For Python tooling as it stands today, the only real way to combine post-install hooks with wheels is to have a source-only project (running arbitrary code in setup.py) that depends on a second project that publishes pre-built wheels.

The concept I sketched out above would require extra metadata in pyproject.toml to indicate what code to run and when to run it, plus an installer that looked for that metadata.

A real-world example of an existing system like this would be RPM file triggers: https://rpm.org/user_doc/file_triggers.html

virtuald commented 3 years ago

My usecase is to support installing symlinks. setup.py contains custom logic to create the symlinks after install. Currently wheels do not support symlinks (https://github.com/pypa/pip/issues/5919) and it seems to me that a lot would need to change for that to happen (probably a PEP or two and lots of bikeshedding). pip 21.0 will force building wheels (https://github.com/pypa/pip/issues/8368) so my current hack won't work anymore. It'd be nice to not have to hack around it.

con-f-use commented 3 years ago

What are you trying to achieve with symlinks? Mabe there is another way... Post install hooks to me seem to re-introduce (compatibility/portability) problems, that wheels tried to solve in the first place.

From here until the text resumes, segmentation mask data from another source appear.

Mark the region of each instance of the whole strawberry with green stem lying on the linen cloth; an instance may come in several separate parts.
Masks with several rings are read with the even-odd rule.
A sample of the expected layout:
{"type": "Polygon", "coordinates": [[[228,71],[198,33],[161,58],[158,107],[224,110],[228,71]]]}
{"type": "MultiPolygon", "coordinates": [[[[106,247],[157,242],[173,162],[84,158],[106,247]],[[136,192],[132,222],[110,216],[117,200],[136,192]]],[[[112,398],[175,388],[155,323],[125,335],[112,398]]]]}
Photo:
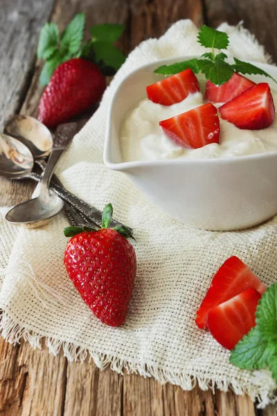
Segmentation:
{"type": "Polygon", "coordinates": [[[65,229],[73,237],[66,245],[64,265],[82,299],[103,323],[125,322],[136,277],[136,253],[125,227],[111,229],[111,204],[103,211],[102,228],[65,229]],[[123,233],[123,235],[120,234],[123,233]],[[75,235],[74,235],[75,234],[75,235]]]}

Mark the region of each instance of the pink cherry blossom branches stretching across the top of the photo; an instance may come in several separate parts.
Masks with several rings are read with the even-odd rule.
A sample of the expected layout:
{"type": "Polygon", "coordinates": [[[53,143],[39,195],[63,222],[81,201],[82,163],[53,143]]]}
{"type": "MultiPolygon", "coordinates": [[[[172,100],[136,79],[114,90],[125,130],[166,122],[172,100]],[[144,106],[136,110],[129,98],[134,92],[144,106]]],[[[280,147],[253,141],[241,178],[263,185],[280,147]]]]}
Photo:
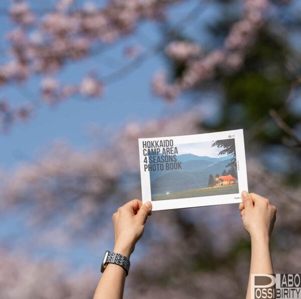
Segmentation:
{"type": "MultiPolygon", "coordinates": [[[[163,39],[149,49],[143,50],[139,45],[125,49],[124,53],[130,60],[107,76],[101,77],[91,71],[83,74],[77,84],[57,79],[57,74],[68,63],[84,60],[95,53],[101,54],[119,40],[134,34],[140,21],[166,23],[168,8],[177,2],[130,0],[125,4],[115,0],[98,8],[90,2],[78,7],[74,1],[60,0],[52,10],[41,13],[31,9],[26,1],[12,1],[8,14],[15,26],[7,33],[10,55],[0,66],[0,85],[24,85],[34,76],[39,76],[41,83],[35,98],[17,106],[12,105],[9,99],[2,100],[0,116],[3,127],[9,127],[16,120],[28,120],[40,101],[54,105],[77,94],[101,97],[106,83],[118,79],[120,73],[129,71],[154,51],[163,51],[185,66],[181,76],[171,83],[165,72],[154,76],[154,92],[171,101],[180,92],[194,88],[204,80],[214,79],[221,70],[229,73],[243,67],[258,30],[265,24],[265,15],[272,9],[267,0],[242,1],[242,17],[229,28],[221,48],[208,51],[197,41],[176,39],[168,42],[163,39]]],[[[192,13],[198,11],[198,7],[199,4],[192,13]]],[[[189,18],[190,14],[167,33],[181,28],[189,18]]]]}

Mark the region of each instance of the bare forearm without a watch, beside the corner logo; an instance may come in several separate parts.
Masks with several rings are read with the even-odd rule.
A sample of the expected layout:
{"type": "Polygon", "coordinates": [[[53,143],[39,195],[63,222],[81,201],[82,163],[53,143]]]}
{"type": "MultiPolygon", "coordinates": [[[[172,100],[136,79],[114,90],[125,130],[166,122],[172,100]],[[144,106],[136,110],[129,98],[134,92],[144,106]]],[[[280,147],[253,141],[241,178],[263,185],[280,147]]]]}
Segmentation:
{"type": "Polygon", "coordinates": [[[273,274],[268,236],[251,238],[251,265],[246,299],[251,298],[251,274],[273,274]]]}

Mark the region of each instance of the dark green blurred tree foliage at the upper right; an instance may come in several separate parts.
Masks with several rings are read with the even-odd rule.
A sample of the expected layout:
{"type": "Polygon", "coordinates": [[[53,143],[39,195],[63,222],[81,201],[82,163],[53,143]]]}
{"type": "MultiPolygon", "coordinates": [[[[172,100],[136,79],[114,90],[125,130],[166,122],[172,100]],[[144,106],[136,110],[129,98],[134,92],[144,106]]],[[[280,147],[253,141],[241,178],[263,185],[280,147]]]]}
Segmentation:
{"type": "MultiPolygon", "coordinates": [[[[207,27],[213,45],[216,40],[224,40],[229,34],[229,28],[237,22],[237,15],[227,14],[229,6],[233,5],[238,3],[220,1],[219,8],[225,12],[225,19],[207,27]]],[[[300,133],[296,133],[295,138],[289,136],[287,129],[289,127],[299,132],[298,73],[301,52],[289,43],[287,31],[294,28],[295,33],[299,29],[300,20],[289,19],[289,14],[284,16],[282,2],[274,2],[274,5],[279,14],[268,19],[257,32],[255,44],[248,49],[243,67],[230,73],[219,70],[216,79],[202,82],[194,88],[193,98],[195,93],[203,94],[208,90],[219,93],[221,112],[213,121],[208,118],[202,122],[202,127],[211,131],[243,128],[249,133],[246,136],[247,147],[262,155],[261,161],[268,169],[282,173],[286,183],[297,186],[301,179],[300,133]],[[278,22],[275,18],[279,18],[278,22]],[[288,141],[291,137],[293,140],[288,141]],[[277,167],[269,161],[269,153],[275,147],[280,152],[289,153],[286,165],[277,167]]],[[[179,40],[181,35],[175,36],[179,40]]],[[[185,40],[185,37],[182,35],[180,40],[185,40]]],[[[206,46],[210,49],[212,45],[206,46]]],[[[169,62],[171,74],[175,78],[181,77],[185,63],[170,58],[169,62]]],[[[198,101],[202,101],[201,96],[198,101]]]]}

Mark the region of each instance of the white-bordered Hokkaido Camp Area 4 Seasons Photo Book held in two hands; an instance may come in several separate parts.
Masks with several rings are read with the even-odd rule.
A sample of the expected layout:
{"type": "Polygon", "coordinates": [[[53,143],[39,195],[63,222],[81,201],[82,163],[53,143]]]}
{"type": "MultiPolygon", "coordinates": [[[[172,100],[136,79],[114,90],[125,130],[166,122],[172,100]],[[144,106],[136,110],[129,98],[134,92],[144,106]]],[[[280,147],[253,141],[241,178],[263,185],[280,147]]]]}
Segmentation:
{"type": "Polygon", "coordinates": [[[243,130],[139,138],[142,202],[153,211],[241,203],[243,130]]]}

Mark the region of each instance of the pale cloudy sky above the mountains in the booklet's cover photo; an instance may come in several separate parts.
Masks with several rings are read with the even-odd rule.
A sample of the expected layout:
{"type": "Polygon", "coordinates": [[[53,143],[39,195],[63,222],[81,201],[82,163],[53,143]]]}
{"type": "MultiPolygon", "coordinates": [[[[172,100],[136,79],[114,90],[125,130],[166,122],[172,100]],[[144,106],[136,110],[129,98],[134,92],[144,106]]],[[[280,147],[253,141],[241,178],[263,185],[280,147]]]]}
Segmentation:
{"type": "Polygon", "coordinates": [[[218,153],[222,148],[217,146],[211,146],[214,141],[205,141],[197,143],[177,144],[179,155],[182,154],[193,154],[197,156],[207,156],[210,158],[221,158],[227,155],[219,155],[218,153]]]}

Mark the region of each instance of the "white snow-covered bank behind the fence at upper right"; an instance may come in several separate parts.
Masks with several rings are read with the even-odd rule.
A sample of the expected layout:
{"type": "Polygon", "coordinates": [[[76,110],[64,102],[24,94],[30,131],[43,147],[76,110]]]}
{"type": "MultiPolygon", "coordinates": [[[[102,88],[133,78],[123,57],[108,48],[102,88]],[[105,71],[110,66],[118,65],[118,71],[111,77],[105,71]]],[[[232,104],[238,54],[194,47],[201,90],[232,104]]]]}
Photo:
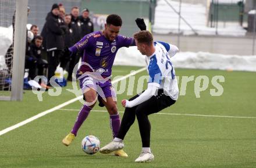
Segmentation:
{"type": "MultiPolygon", "coordinates": [[[[173,8],[179,11],[179,2],[168,1],[173,8]]],[[[207,27],[207,9],[204,5],[182,3],[181,13],[184,19],[189,22],[198,34],[215,35],[216,28],[207,27]]],[[[155,8],[155,23],[153,26],[154,33],[178,33],[178,25],[179,15],[177,15],[177,13],[175,13],[164,0],[159,0],[157,7],[155,8]]],[[[226,26],[225,28],[221,27],[221,23],[219,23],[219,25],[219,35],[242,36],[246,34],[246,30],[239,26],[238,23],[237,26],[226,26]]],[[[184,35],[194,34],[191,28],[187,26],[183,20],[180,20],[180,32],[184,35]]]]}

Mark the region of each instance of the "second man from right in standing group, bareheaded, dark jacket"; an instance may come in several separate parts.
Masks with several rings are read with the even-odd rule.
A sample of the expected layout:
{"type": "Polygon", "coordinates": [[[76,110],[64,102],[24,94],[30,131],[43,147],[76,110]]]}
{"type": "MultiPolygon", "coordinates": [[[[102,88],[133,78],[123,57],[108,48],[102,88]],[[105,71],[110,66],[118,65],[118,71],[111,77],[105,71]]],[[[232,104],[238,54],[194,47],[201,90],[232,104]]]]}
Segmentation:
{"type": "MultiPolygon", "coordinates": [[[[73,30],[72,45],[81,39],[81,22],[79,20],[79,8],[74,6],[71,9],[71,28],[73,30]]],[[[69,74],[67,80],[72,81],[72,72],[74,66],[79,62],[79,59],[83,53],[77,52],[76,55],[73,55],[69,63],[69,74]]],[[[76,72],[76,70],[74,70],[76,72]]]]}

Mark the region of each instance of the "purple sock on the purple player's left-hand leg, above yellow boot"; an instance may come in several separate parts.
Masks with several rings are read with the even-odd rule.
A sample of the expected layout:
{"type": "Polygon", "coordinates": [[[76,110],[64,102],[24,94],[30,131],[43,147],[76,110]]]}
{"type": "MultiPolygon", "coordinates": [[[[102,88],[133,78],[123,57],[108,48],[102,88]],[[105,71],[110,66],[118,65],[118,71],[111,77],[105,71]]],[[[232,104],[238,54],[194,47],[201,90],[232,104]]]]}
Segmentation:
{"type": "Polygon", "coordinates": [[[83,107],[81,108],[81,110],[78,113],[78,116],[76,118],[76,123],[74,123],[74,127],[71,131],[72,134],[74,134],[74,135],[77,134],[77,131],[79,130],[79,128],[83,124],[84,120],[86,120],[87,116],[89,115],[90,110],[91,110],[90,107],[83,105],[83,107]]]}

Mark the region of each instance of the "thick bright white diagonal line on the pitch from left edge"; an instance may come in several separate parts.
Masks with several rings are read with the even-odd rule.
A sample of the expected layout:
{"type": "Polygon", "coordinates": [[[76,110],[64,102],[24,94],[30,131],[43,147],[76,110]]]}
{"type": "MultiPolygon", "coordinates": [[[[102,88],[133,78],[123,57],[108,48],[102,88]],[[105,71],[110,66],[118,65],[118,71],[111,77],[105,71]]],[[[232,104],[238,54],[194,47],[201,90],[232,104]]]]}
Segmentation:
{"type": "MultiPolygon", "coordinates": [[[[112,84],[118,83],[119,81],[124,80],[125,78],[128,78],[128,77],[130,77],[130,76],[133,76],[133,75],[135,75],[135,74],[137,74],[137,73],[143,72],[145,69],[146,69],[146,68],[143,67],[143,68],[138,69],[138,70],[136,70],[136,71],[134,71],[134,72],[132,72],[132,73],[130,73],[130,74],[127,74],[126,76],[123,76],[123,77],[120,77],[120,78],[118,78],[118,79],[116,79],[116,80],[113,80],[112,84]]],[[[3,134],[6,134],[6,133],[8,133],[9,131],[12,131],[12,130],[14,130],[14,129],[16,129],[16,128],[19,128],[19,127],[21,127],[21,126],[24,126],[25,124],[30,123],[31,121],[34,121],[34,120],[36,120],[36,119],[38,119],[38,118],[40,118],[40,117],[42,117],[42,116],[45,116],[45,115],[47,115],[48,113],[54,112],[55,110],[58,110],[58,109],[61,109],[61,108],[63,108],[64,106],[69,105],[70,103],[76,102],[76,101],[78,101],[79,99],[82,99],[82,98],[83,98],[82,95],[81,95],[81,96],[78,96],[78,97],[76,97],[76,98],[73,98],[73,99],[71,99],[71,100],[69,100],[69,101],[66,101],[66,102],[62,103],[61,105],[55,106],[54,108],[51,108],[51,109],[46,110],[46,111],[44,111],[44,112],[38,113],[38,115],[35,115],[35,116],[33,116],[33,117],[30,117],[29,119],[26,119],[26,120],[24,120],[24,121],[22,121],[22,122],[20,122],[20,123],[17,123],[17,124],[15,124],[15,125],[13,125],[13,126],[10,126],[10,127],[8,127],[8,128],[5,128],[5,129],[3,129],[3,130],[0,131],[0,136],[3,135],[3,134]]]]}

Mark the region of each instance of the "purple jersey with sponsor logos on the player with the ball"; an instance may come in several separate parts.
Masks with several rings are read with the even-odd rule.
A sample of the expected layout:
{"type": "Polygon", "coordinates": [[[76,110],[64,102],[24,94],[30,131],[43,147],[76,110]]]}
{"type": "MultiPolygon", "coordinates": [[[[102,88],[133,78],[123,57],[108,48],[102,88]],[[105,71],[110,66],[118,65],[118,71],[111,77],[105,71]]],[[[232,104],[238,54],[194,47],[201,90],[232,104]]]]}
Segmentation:
{"type": "MultiPolygon", "coordinates": [[[[69,50],[72,52],[83,52],[82,62],[88,63],[94,71],[101,73],[103,77],[111,76],[113,62],[116,52],[121,47],[134,46],[133,38],[118,35],[114,41],[109,41],[102,34],[102,31],[95,31],[84,36],[69,50]]],[[[92,72],[88,65],[82,65],[78,74],[92,72]]]]}

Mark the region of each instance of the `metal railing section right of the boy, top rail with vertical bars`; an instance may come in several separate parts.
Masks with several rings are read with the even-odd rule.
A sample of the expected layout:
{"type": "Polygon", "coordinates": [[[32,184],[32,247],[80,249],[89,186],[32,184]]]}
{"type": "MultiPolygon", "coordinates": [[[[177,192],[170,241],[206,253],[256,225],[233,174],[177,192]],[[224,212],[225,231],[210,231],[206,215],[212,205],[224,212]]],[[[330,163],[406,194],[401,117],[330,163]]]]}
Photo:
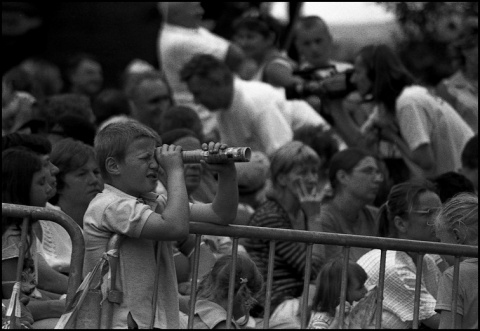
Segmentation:
{"type": "MultiPolygon", "coordinates": [[[[383,290],[384,290],[384,278],[385,278],[385,266],[386,266],[386,252],[388,250],[393,251],[405,251],[418,253],[416,261],[416,285],[415,285],[415,297],[414,297],[414,311],[413,311],[413,328],[419,327],[419,308],[420,308],[420,289],[422,280],[422,266],[423,258],[425,254],[439,254],[439,255],[451,255],[455,257],[454,263],[454,277],[453,277],[453,290],[452,290],[452,312],[457,311],[457,293],[458,293],[458,281],[459,281],[459,264],[461,257],[478,257],[478,247],[465,246],[465,245],[452,245],[442,244],[434,242],[424,242],[415,240],[404,239],[392,239],[392,238],[379,238],[379,237],[367,237],[356,236],[347,234],[335,234],[325,232],[313,232],[313,231],[301,231],[301,230],[286,230],[286,229],[273,229],[273,228],[258,228],[242,225],[230,225],[230,226],[218,226],[203,223],[190,223],[190,233],[196,234],[196,247],[193,262],[193,275],[191,286],[191,299],[190,299],[190,311],[188,328],[193,328],[193,316],[195,313],[196,302],[196,290],[197,290],[197,278],[198,278],[198,260],[199,260],[199,247],[201,243],[202,235],[213,236],[227,236],[233,238],[232,247],[232,268],[230,270],[230,285],[228,291],[228,309],[227,309],[227,321],[232,320],[233,312],[233,298],[234,298],[234,281],[235,281],[235,267],[238,255],[238,240],[239,238],[252,238],[263,239],[270,241],[270,252],[268,261],[268,272],[266,279],[266,300],[265,300],[265,313],[263,328],[269,328],[270,319],[270,298],[272,295],[272,279],[273,279],[273,260],[275,256],[275,246],[278,241],[295,241],[307,244],[306,265],[304,274],[304,290],[302,295],[302,302],[300,306],[301,311],[301,328],[304,329],[307,326],[307,304],[308,304],[308,287],[310,284],[311,273],[311,261],[312,261],[312,247],[313,244],[323,245],[337,245],[344,247],[344,268],[342,271],[342,285],[341,285],[341,298],[340,298],[340,326],[343,326],[345,318],[345,301],[347,295],[347,268],[350,247],[362,247],[370,249],[380,249],[380,271],[379,282],[377,286],[377,307],[376,307],[376,320],[375,328],[380,329],[382,327],[382,306],[383,306],[383,290]]],[[[456,313],[453,314],[452,328],[456,325],[456,313]]],[[[230,328],[230,324],[227,323],[227,328],[230,328]]]]}

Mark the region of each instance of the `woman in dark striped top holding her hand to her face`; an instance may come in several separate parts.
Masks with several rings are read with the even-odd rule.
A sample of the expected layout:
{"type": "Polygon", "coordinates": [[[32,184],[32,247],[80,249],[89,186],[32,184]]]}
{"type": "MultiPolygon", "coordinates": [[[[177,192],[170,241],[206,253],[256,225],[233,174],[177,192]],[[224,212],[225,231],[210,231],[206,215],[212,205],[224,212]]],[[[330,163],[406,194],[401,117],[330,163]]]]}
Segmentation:
{"type": "MultiPolygon", "coordinates": [[[[318,230],[315,222],[320,211],[320,188],[318,169],[320,159],[313,149],[299,141],[280,147],[271,156],[271,188],[263,202],[250,218],[249,225],[289,230],[318,230]]],[[[268,272],[269,241],[249,239],[244,242],[248,254],[263,275],[268,272]]],[[[307,246],[296,242],[277,242],[272,284],[270,326],[280,322],[274,317],[275,310],[289,299],[302,295],[307,246]]],[[[311,280],[320,269],[315,254],[312,260],[311,280]]],[[[252,316],[263,314],[265,298],[259,298],[252,316]]],[[[295,309],[294,309],[295,310],[295,309]]],[[[296,315],[298,311],[291,311],[296,315]]],[[[280,314],[282,315],[282,314],[280,314]]],[[[293,319],[292,321],[296,321],[293,319]]]]}

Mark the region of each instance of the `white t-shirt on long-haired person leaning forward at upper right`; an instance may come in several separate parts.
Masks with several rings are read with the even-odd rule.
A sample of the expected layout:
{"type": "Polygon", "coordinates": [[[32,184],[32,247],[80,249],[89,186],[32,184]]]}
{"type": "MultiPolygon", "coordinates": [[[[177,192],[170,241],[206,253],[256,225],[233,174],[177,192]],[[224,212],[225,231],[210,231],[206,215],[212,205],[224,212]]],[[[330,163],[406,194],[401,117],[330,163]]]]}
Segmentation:
{"type": "Polygon", "coordinates": [[[411,151],[429,144],[437,176],[461,168],[461,154],[474,132],[445,101],[421,86],[403,90],[396,102],[396,117],[403,139],[411,151]]]}

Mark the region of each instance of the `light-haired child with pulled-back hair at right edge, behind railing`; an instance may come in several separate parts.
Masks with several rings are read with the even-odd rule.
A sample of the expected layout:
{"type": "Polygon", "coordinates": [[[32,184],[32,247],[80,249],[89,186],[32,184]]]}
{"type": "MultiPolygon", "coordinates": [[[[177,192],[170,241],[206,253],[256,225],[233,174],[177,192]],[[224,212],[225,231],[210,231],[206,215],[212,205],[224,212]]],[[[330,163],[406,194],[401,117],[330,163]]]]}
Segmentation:
{"type": "MultiPolygon", "coordinates": [[[[462,193],[449,200],[435,219],[441,242],[478,246],[478,197],[462,193]]],[[[452,286],[454,267],[440,278],[435,310],[440,314],[440,329],[478,329],[478,258],[460,262],[457,320],[452,325],[452,286]]]]}

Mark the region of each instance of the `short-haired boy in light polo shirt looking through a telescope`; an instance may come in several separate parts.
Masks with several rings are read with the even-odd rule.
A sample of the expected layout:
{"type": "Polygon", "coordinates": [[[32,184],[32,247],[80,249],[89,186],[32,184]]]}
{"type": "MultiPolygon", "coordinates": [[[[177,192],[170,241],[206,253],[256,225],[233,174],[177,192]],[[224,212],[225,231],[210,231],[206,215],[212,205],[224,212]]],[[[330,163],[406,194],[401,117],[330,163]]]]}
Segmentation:
{"type": "MultiPolygon", "coordinates": [[[[113,328],[126,328],[129,313],[139,328],[148,328],[153,312],[154,328],[178,328],[172,241],[188,235],[189,221],[226,225],[236,217],[238,190],[233,163],[204,164],[218,173],[217,195],[211,204],[189,204],[182,149],[160,146],[156,133],[133,120],[110,124],[95,138],[105,189],[85,213],[83,270],[84,275],[92,270],[113,234],[126,236],[119,249],[116,284],[123,292],[123,300],[115,305],[113,328]],[[152,193],[160,168],[167,176],[168,200],[152,193]],[[157,268],[160,281],[158,299],[153,304],[157,268]]],[[[226,147],[213,142],[202,146],[211,153],[226,147]]]]}

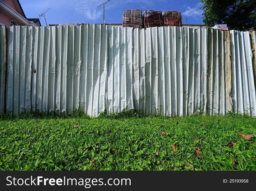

graingert commented 3 years ago

@virtuald https://discuss.python.org/t/next-steps-for-editable-develop-proof-of-concept/4118/30

nhatkhai commented 3 years ago

I don't know if that means we should add post install hooks. We're many years into having wheels available so obviously packages are managing to function without them generally. However it's hard to tell without digging in more if that's because the projects who need(ed) that functionality found a way to work around it, or if it's because they've just disabled wheel builds completely and are still using sdist installs. This is of particular importance for getting rid of the non PEP 517 install path, because it's entirely possible we're going to break some use case that relies on setup.py install's ability to effectively have post install hooks.

Yes - I had to use egg package when I needed the post-hook. I use wheel when not post-hook required.